New York's Gov. Paterson was in Washington yesterday, testifying before Congress on why Washington should send him some help. Indeed, state governments from New York to California are begging Washington to bail them out of a combined $48 billion budget shortfall estimated for 2009. And the Democratic leaders of Congress are reportedly considering including a state bailout in the $300 billion economic-stimulus package now scheduled for debate after Election Day.
It's a terrible idea, on several counts.
For starters, it's a shell game. Sending federal aid to states wouldn't save taxpayers a dime because state taxpayers are also federal taxpayers. Hiking federal taxes to keep state taxes from rising is like running up your Visa card to keep the Mastercard balance from rising. Either way, you'll pay. All that changes is where you send your payment.
Governors typically respond that a federal bailout is preferable because it could be funded with deficits rather than new taxes - an option that 49 states with balanced-budget requirements lack.
But nobody forced these states to enact balanced-budget requirements. And they're free to repeal them anytime they can convince their voters to go along.

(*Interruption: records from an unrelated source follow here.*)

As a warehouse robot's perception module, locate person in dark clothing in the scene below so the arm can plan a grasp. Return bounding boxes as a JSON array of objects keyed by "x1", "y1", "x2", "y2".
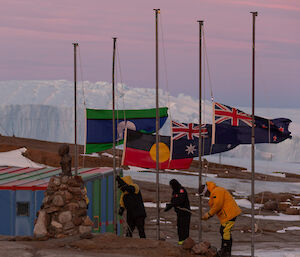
[
  {"x1": 116, "y1": 176, "x2": 147, "y2": 238},
  {"x1": 164, "y1": 179, "x2": 191, "y2": 245}
]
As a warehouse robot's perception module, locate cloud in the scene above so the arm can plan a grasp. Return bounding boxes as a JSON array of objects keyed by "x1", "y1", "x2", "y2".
[{"x1": 230, "y1": 0, "x2": 300, "y2": 12}]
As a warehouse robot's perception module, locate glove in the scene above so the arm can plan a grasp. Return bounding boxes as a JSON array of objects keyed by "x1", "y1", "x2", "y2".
[
  {"x1": 164, "y1": 203, "x2": 173, "y2": 211},
  {"x1": 202, "y1": 212, "x2": 212, "y2": 220},
  {"x1": 118, "y1": 207, "x2": 125, "y2": 216}
]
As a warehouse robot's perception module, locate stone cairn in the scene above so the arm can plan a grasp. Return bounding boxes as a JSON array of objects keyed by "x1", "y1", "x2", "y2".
[{"x1": 34, "y1": 145, "x2": 93, "y2": 238}]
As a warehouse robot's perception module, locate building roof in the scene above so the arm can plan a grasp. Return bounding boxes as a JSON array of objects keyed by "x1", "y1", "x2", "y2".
[{"x1": 0, "y1": 167, "x2": 113, "y2": 190}]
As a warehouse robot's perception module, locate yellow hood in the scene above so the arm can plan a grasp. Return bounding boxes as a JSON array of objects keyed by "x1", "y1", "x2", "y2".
[
  {"x1": 121, "y1": 176, "x2": 134, "y2": 186},
  {"x1": 206, "y1": 181, "x2": 216, "y2": 193}
]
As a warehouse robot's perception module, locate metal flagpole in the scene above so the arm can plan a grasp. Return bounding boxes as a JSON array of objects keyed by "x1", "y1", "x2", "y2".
[
  {"x1": 153, "y1": 9, "x2": 160, "y2": 240},
  {"x1": 198, "y1": 21, "x2": 203, "y2": 242},
  {"x1": 73, "y1": 43, "x2": 78, "y2": 176},
  {"x1": 112, "y1": 37, "x2": 118, "y2": 234},
  {"x1": 251, "y1": 12, "x2": 257, "y2": 257}
]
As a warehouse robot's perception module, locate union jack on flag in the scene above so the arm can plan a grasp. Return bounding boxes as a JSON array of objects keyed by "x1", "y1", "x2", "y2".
[
  {"x1": 214, "y1": 103, "x2": 252, "y2": 127},
  {"x1": 172, "y1": 121, "x2": 208, "y2": 140}
]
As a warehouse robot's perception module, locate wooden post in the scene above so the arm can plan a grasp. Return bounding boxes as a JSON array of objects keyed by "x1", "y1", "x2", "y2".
[
  {"x1": 198, "y1": 21, "x2": 203, "y2": 242},
  {"x1": 112, "y1": 37, "x2": 118, "y2": 234},
  {"x1": 251, "y1": 12, "x2": 257, "y2": 257},
  {"x1": 153, "y1": 9, "x2": 160, "y2": 240},
  {"x1": 73, "y1": 43, "x2": 78, "y2": 176}
]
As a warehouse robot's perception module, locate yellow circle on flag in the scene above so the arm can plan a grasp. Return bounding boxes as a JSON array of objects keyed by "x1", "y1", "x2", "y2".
[{"x1": 149, "y1": 142, "x2": 170, "y2": 162}]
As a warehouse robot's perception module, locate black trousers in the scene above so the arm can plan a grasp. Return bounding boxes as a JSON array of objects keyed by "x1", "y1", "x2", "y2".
[
  {"x1": 177, "y1": 213, "x2": 191, "y2": 241},
  {"x1": 126, "y1": 217, "x2": 146, "y2": 238}
]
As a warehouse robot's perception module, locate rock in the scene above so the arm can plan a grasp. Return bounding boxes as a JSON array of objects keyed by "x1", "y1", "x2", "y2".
[
  {"x1": 278, "y1": 202, "x2": 291, "y2": 212},
  {"x1": 205, "y1": 246, "x2": 217, "y2": 257},
  {"x1": 55, "y1": 233, "x2": 66, "y2": 238},
  {"x1": 72, "y1": 216, "x2": 82, "y2": 226},
  {"x1": 82, "y1": 216, "x2": 94, "y2": 226},
  {"x1": 33, "y1": 210, "x2": 48, "y2": 237},
  {"x1": 285, "y1": 208, "x2": 299, "y2": 215},
  {"x1": 63, "y1": 221, "x2": 75, "y2": 231},
  {"x1": 68, "y1": 187, "x2": 81, "y2": 195},
  {"x1": 42, "y1": 195, "x2": 50, "y2": 205},
  {"x1": 182, "y1": 237, "x2": 196, "y2": 250},
  {"x1": 79, "y1": 225, "x2": 92, "y2": 234},
  {"x1": 58, "y1": 211, "x2": 72, "y2": 224},
  {"x1": 52, "y1": 195, "x2": 65, "y2": 207},
  {"x1": 75, "y1": 209, "x2": 87, "y2": 217},
  {"x1": 80, "y1": 233, "x2": 94, "y2": 239},
  {"x1": 67, "y1": 203, "x2": 79, "y2": 211},
  {"x1": 48, "y1": 176, "x2": 61, "y2": 186},
  {"x1": 70, "y1": 239, "x2": 97, "y2": 250},
  {"x1": 51, "y1": 220, "x2": 62, "y2": 229},
  {"x1": 45, "y1": 206, "x2": 59, "y2": 213},
  {"x1": 263, "y1": 200, "x2": 278, "y2": 211},
  {"x1": 78, "y1": 200, "x2": 87, "y2": 208},
  {"x1": 192, "y1": 242, "x2": 210, "y2": 255},
  {"x1": 65, "y1": 191, "x2": 73, "y2": 202},
  {"x1": 59, "y1": 184, "x2": 68, "y2": 191},
  {"x1": 61, "y1": 176, "x2": 70, "y2": 184}
]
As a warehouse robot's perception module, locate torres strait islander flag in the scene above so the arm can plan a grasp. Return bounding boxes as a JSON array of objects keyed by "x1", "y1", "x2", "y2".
[
  {"x1": 85, "y1": 107, "x2": 168, "y2": 153},
  {"x1": 122, "y1": 129, "x2": 193, "y2": 169}
]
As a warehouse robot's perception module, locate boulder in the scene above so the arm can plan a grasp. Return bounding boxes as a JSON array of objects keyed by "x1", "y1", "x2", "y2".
[
  {"x1": 182, "y1": 237, "x2": 196, "y2": 250},
  {"x1": 58, "y1": 211, "x2": 72, "y2": 224},
  {"x1": 79, "y1": 225, "x2": 92, "y2": 234},
  {"x1": 67, "y1": 203, "x2": 79, "y2": 211},
  {"x1": 278, "y1": 202, "x2": 291, "y2": 212},
  {"x1": 82, "y1": 216, "x2": 94, "y2": 226},
  {"x1": 51, "y1": 220, "x2": 62, "y2": 229},
  {"x1": 33, "y1": 210, "x2": 48, "y2": 237},
  {"x1": 263, "y1": 200, "x2": 278, "y2": 211},
  {"x1": 52, "y1": 195, "x2": 65, "y2": 207},
  {"x1": 285, "y1": 208, "x2": 299, "y2": 215},
  {"x1": 192, "y1": 242, "x2": 210, "y2": 255},
  {"x1": 205, "y1": 246, "x2": 217, "y2": 257}
]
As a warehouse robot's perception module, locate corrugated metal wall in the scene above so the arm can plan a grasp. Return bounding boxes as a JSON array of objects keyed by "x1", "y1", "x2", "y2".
[{"x1": 0, "y1": 167, "x2": 122, "y2": 236}]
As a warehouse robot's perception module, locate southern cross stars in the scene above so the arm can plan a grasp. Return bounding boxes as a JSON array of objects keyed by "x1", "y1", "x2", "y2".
[{"x1": 185, "y1": 144, "x2": 196, "y2": 154}]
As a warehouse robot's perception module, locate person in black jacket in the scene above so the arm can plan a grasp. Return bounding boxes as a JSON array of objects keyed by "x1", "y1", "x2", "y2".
[
  {"x1": 116, "y1": 176, "x2": 147, "y2": 238},
  {"x1": 164, "y1": 179, "x2": 191, "y2": 245}
]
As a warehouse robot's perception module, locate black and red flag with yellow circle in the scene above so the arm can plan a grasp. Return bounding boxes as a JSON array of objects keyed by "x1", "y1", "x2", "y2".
[{"x1": 122, "y1": 129, "x2": 193, "y2": 169}]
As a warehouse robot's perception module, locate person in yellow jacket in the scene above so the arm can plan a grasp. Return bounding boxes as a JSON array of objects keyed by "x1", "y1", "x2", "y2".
[
  {"x1": 200, "y1": 181, "x2": 241, "y2": 257},
  {"x1": 116, "y1": 176, "x2": 147, "y2": 238}
]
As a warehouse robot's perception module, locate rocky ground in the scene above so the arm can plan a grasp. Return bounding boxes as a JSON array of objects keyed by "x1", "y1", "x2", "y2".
[{"x1": 0, "y1": 136, "x2": 300, "y2": 257}]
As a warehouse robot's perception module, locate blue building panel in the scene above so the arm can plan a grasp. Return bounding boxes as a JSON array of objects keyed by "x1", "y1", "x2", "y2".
[
  {"x1": 0, "y1": 167, "x2": 120, "y2": 236},
  {"x1": 100, "y1": 178, "x2": 107, "y2": 233}
]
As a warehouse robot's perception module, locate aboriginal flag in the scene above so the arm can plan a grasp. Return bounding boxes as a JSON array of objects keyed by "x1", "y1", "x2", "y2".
[{"x1": 122, "y1": 129, "x2": 193, "y2": 169}]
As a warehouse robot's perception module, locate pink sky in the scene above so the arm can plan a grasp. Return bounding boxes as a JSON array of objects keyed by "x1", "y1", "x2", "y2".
[{"x1": 0, "y1": 0, "x2": 300, "y2": 107}]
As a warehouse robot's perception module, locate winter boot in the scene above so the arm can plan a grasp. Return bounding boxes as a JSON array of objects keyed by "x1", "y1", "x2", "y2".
[{"x1": 217, "y1": 239, "x2": 232, "y2": 257}]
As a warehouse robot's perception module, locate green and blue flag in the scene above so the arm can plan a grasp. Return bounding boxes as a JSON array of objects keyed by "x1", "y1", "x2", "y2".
[{"x1": 85, "y1": 107, "x2": 168, "y2": 153}]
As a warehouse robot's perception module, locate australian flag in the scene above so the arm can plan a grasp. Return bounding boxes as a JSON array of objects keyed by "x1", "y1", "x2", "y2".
[
  {"x1": 212, "y1": 103, "x2": 292, "y2": 144},
  {"x1": 172, "y1": 121, "x2": 237, "y2": 159}
]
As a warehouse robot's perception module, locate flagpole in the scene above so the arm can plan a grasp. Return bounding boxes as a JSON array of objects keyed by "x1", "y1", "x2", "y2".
[
  {"x1": 73, "y1": 43, "x2": 78, "y2": 176},
  {"x1": 198, "y1": 20, "x2": 203, "y2": 242},
  {"x1": 112, "y1": 37, "x2": 118, "y2": 234},
  {"x1": 251, "y1": 12, "x2": 257, "y2": 257},
  {"x1": 153, "y1": 9, "x2": 160, "y2": 240}
]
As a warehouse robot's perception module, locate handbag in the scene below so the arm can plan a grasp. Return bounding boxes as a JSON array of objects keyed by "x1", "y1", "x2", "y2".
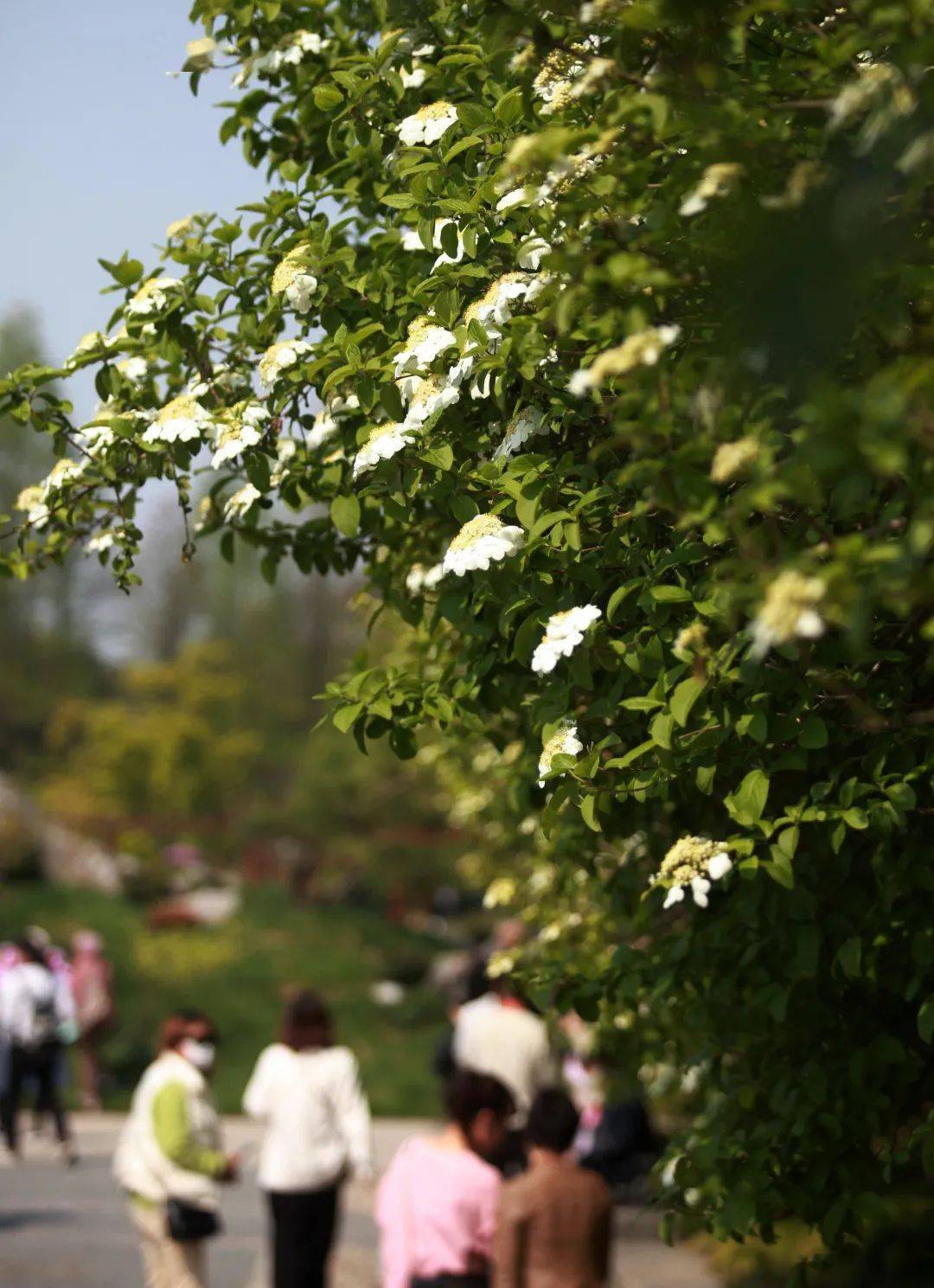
[{"x1": 166, "y1": 1199, "x2": 221, "y2": 1243}]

Furthermore, the inclusion of such a bailout in an economic "stimulus" package makes little sense. State spending doesn't suddenly become stimulative if it's funded by Washington instead of state governments. Either way, all spending "injected" into the economy must first be taxed or borrowed out of the economy. It doesn't matter which level of government is doing the taxing, borrowing or spending.
Congress already sends $467 billion a year to state and local government - up 29 percent after inflation since 2000. This is well beyond what's needed to reimburse states for federal mandates (and Washington has imposed few new unfunded mandates on the states since 1996).
The feds continue to give heavy subsidies to state health, education and transportation programs. But apparently that's not enough.
You'd think that, being so dependent on income-tax revenues - which are very volatile - states would build rainy-day funds during booms to cushion the inevitable recessions.
Instead, states keep responding to temporary revenue surges with permanent new spending programs. Between 1994 and 2001, states flush with new revenues shunned rainy-day funds and instead expanded their general-fund budgets by 6.2 percent a year.
All booms eventually end, and these free-spending states left themselves totally unprepared for the 2002-2003 economic slowdown. Yet instead of sufficiently paring back their bloated budgets, the states demanded - and got - a $30 billion bailout from Washington in 2003.
Bail out someone who's behaved irresponsibly, and you encourage future misbehavior. And that's just what happened: After the 2003 bailout, states went right back to spending - with annual budget hikes averaging 7.2 percent over the next four years. (Some also built up their rainy-day funds - but not enough.)
So, here we are again. Another economic slowdown, another round of bailout calls.
How will states learn to budget responsibly if they know they can keep returning to the federal ATM?
The biggest losers from a federal bailout are taxpayers who live in fiscally responsible states. They played by the rules and resisted extravagant new spending programs - and will be rewarded with higher taxes to bail out states that went on unaffordable spending sprees.
That is simply unfair. And it encourages responsible states to be less responsible next time. (After all, it's better to get a bailout than to have to help pay for one.)
The right answer is for the states to face facts: Set priorities, make trade-offs and reduce unnecessary spending. States that insist on deficit spending will have to reform their balanced-budget laws. Any federal aid to state governments should come in the form of loans to be fully repaid (with interest) within three years.
Don't hold your breath, though. Expect to pay for an expensive federal bailout - which will set up more bailouts in the next recession.
Brian M. Riedl is Grover M. Hermann Fellow in Federal Budgetary Affairs at The Heritage Foundation (heritage.org).